If you are young or mid-career, planning for a 3% to 4% withdrawal rate may be a reasonable approach over the long term. Your advisor knows your situation best and will provide a personalized recommendation based on your goals and needs.
Other retirement account withdrawal options
If you continue to work and are eligible for a health savings account (HSA), your earnings can grow tax-deferred (up to IRS limits). You can pay for qualified medical expenses with tax-free withdrawals from your HSA.

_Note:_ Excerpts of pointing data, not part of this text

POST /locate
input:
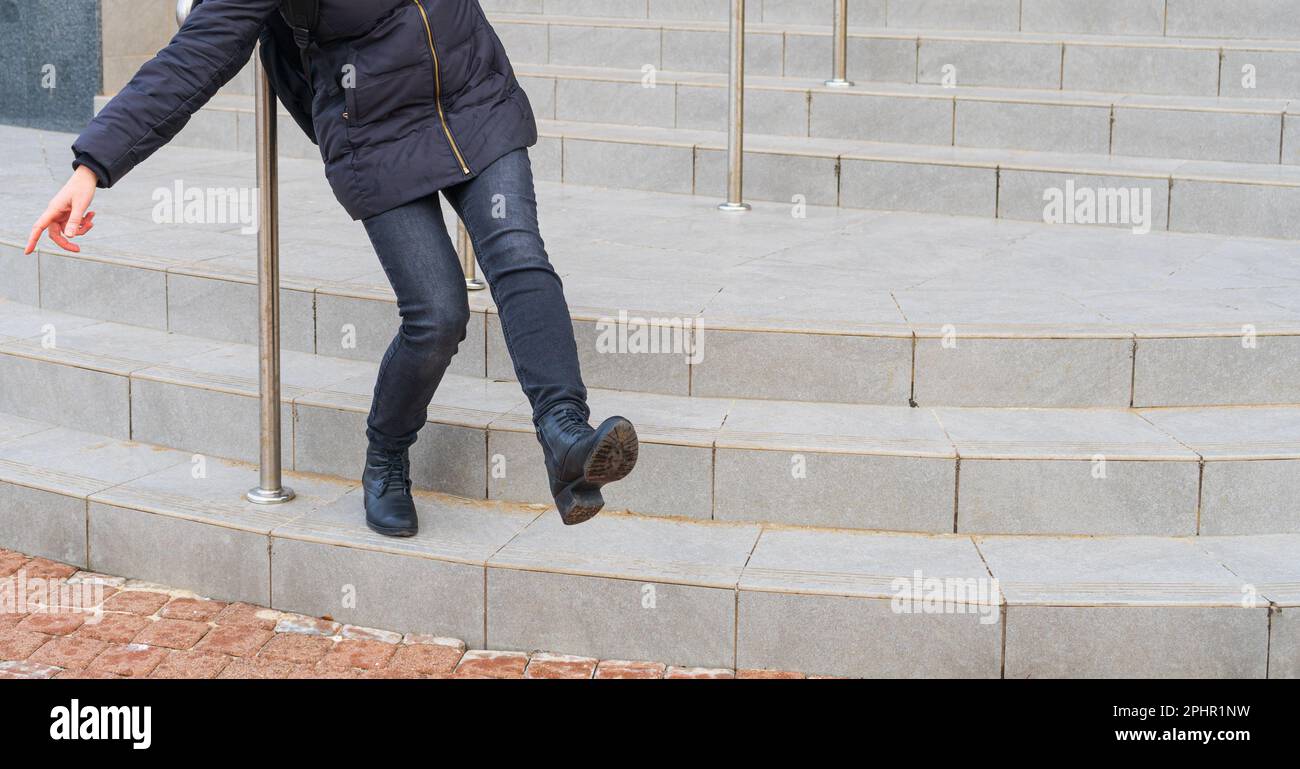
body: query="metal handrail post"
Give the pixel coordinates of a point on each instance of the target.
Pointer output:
(271, 489)
(468, 263)
(840, 48)
(736, 114)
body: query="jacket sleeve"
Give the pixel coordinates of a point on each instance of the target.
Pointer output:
(209, 50)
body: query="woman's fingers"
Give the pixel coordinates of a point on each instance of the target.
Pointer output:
(56, 234)
(42, 224)
(79, 203)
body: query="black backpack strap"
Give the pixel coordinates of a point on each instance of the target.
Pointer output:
(302, 16)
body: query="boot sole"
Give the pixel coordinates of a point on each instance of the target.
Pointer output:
(614, 456)
(389, 531)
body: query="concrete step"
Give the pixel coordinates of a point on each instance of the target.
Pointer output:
(997, 313)
(1187, 18)
(1247, 199)
(1191, 127)
(978, 470)
(1123, 64)
(707, 594)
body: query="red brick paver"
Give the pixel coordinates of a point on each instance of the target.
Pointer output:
(74, 652)
(113, 628)
(488, 664)
(367, 655)
(628, 669)
(147, 630)
(237, 641)
(55, 624)
(191, 664)
(177, 634)
(295, 648)
(134, 660)
(137, 602)
(546, 665)
(193, 608)
(425, 659)
(698, 673)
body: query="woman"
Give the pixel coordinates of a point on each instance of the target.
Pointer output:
(410, 99)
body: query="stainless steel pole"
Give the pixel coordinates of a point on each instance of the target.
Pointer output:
(271, 489)
(468, 264)
(736, 114)
(840, 77)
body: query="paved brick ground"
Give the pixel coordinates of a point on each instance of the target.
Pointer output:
(154, 631)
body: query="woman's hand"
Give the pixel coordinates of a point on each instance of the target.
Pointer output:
(66, 217)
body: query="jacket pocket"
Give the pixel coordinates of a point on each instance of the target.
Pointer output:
(389, 95)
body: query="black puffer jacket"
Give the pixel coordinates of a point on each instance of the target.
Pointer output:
(433, 99)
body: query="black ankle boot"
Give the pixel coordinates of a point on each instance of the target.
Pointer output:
(386, 485)
(581, 460)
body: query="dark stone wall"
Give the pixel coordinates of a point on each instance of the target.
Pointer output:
(48, 43)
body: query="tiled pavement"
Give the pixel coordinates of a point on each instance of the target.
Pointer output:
(147, 630)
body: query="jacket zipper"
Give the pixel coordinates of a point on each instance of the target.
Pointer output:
(437, 86)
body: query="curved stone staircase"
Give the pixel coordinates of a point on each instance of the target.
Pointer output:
(875, 442)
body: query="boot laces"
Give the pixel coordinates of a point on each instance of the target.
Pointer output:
(572, 422)
(395, 472)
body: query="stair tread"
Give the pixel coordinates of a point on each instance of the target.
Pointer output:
(1208, 170)
(1214, 433)
(943, 155)
(905, 33)
(854, 273)
(1048, 570)
(1270, 105)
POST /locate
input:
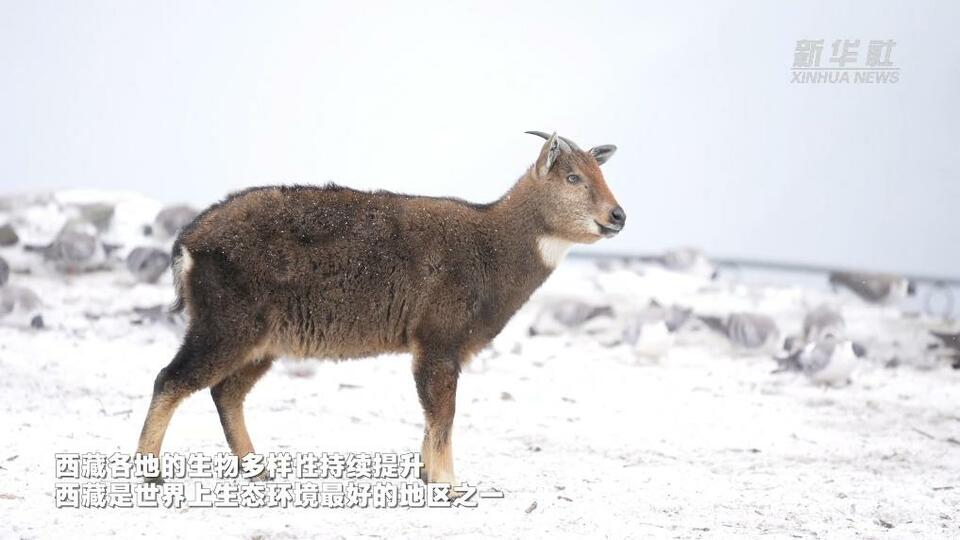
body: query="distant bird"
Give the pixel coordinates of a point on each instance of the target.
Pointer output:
(874, 288)
(173, 218)
(652, 330)
(76, 248)
(822, 322)
(828, 361)
(20, 306)
(147, 264)
(688, 261)
(747, 330)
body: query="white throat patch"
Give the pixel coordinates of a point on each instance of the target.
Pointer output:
(553, 249)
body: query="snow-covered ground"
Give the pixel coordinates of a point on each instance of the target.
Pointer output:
(583, 438)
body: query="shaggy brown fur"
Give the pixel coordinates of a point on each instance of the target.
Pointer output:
(336, 273)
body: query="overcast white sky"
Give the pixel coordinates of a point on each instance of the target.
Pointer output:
(189, 100)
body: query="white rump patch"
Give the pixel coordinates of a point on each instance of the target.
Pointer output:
(553, 249)
(186, 261)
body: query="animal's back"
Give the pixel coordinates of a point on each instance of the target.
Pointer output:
(330, 271)
(316, 270)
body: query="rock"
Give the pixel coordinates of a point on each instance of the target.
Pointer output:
(98, 214)
(20, 306)
(8, 236)
(76, 249)
(173, 218)
(147, 264)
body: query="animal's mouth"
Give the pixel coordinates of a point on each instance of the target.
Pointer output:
(608, 231)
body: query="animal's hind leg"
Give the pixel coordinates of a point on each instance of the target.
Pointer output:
(228, 396)
(200, 362)
(436, 377)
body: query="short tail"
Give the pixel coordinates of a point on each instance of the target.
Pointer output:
(177, 260)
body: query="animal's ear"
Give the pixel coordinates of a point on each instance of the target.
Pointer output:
(603, 152)
(548, 155)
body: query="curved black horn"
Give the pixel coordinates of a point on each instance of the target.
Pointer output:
(545, 136)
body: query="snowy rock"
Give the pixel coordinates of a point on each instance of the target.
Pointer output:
(20, 306)
(688, 261)
(147, 264)
(874, 288)
(8, 235)
(652, 331)
(828, 361)
(76, 248)
(98, 214)
(566, 316)
(823, 322)
(747, 330)
(171, 219)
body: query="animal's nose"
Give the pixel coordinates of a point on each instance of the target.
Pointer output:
(618, 216)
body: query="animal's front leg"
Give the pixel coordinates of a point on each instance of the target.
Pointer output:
(436, 376)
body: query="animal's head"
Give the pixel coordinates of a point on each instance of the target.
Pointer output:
(576, 203)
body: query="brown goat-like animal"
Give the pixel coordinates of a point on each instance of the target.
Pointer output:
(337, 273)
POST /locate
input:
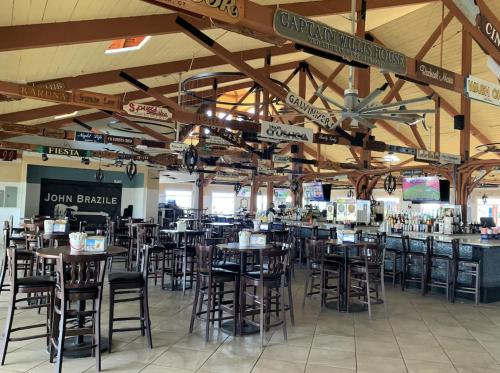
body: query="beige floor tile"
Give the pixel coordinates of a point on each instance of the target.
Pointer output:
(184, 358)
(334, 342)
(277, 366)
(335, 358)
(286, 353)
(420, 366)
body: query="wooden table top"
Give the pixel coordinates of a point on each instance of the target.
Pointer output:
(235, 246)
(66, 250)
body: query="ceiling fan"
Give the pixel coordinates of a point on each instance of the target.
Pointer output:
(363, 111)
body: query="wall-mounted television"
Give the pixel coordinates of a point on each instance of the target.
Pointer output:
(317, 192)
(422, 189)
(281, 193)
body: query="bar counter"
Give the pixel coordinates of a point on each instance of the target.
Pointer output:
(471, 246)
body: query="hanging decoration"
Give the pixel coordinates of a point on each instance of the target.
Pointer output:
(390, 184)
(190, 158)
(131, 170)
(237, 188)
(99, 174)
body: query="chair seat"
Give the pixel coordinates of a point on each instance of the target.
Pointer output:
(125, 277)
(36, 281)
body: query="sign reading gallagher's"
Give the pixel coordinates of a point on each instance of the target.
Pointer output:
(323, 37)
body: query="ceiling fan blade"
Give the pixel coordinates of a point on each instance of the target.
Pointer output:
(372, 96)
(319, 93)
(364, 122)
(396, 104)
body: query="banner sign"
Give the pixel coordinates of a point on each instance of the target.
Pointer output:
(435, 75)
(89, 137)
(482, 90)
(44, 93)
(230, 11)
(310, 111)
(489, 30)
(285, 132)
(119, 140)
(320, 36)
(147, 111)
(177, 146)
(8, 155)
(278, 158)
(325, 138)
(97, 100)
(60, 198)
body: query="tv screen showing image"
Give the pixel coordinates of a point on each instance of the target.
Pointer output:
(421, 189)
(281, 193)
(314, 192)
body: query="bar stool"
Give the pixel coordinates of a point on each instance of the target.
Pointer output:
(437, 263)
(79, 280)
(465, 267)
(210, 283)
(136, 283)
(43, 285)
(411, 260)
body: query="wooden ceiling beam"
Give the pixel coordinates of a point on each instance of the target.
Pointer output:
(88, 31)
(483, 41)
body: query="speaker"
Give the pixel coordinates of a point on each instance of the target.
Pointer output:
(458, 122)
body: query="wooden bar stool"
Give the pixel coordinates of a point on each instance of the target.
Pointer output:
(465, 267)
(136, 283)
(437, 263)
(210, 284)
(411, 260)
(42, 285)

During retirement, consider the tax benefits of qualified charitable distributions (QCDs). You can transfer pre-tax money from a traditional IRA to a charity. A qualified charitable distribution will count toward satisfying your required minimum distribution, although RMDs are waived in 2020 as part of the CARES Act. Neither you nor the charity will pay income taxes on these funds.
Keep in mind that because of the SECURE Act,4 the QCD you make (when eligible) is reduced by the total deductible IRA contributions you have made since age 70 ½.
Create lasting retirement income
Your Ameriprise advisor will help ensure your retirement income strategies are tax-efficient so your savings potentially last longer. Your advisor also will regularly revisit your goals and financial strategy to help you stay on track in any market environment over time.
1 Necessary requirements must be met. Consult with your tax advisor.
2 Withdrawal before the age of 59 ½ may result in a 10% IRS penalty on taxable earnings.
3 Assumes that contributions to the IRA are deductible.
4 The Setting Every Community Up for Retirement Enhancement Act of 2019, better known as the SECURE Act, aims to increase access to workplace retirement plans and generally expand opportunities to save for retirement.
5 From an Ameriprise report for retirees, “Planning for a more confident retirement,” published April 2019. A withdrawal rate below 4% shows a high likelihood that your money will last at least 30 years. As you increase your rate of withdrawal you increase the risk of depleting your assets during your lifetime. To dampen this risk, consider increasing your equity exposure and introducing guarantees into your lifestyle portfolio. It is for illustrative purposes only and does not consider the impact of any investment fees or expenses. It assumes the investment portfolio is rebalanced annually and any dividends are reinvested.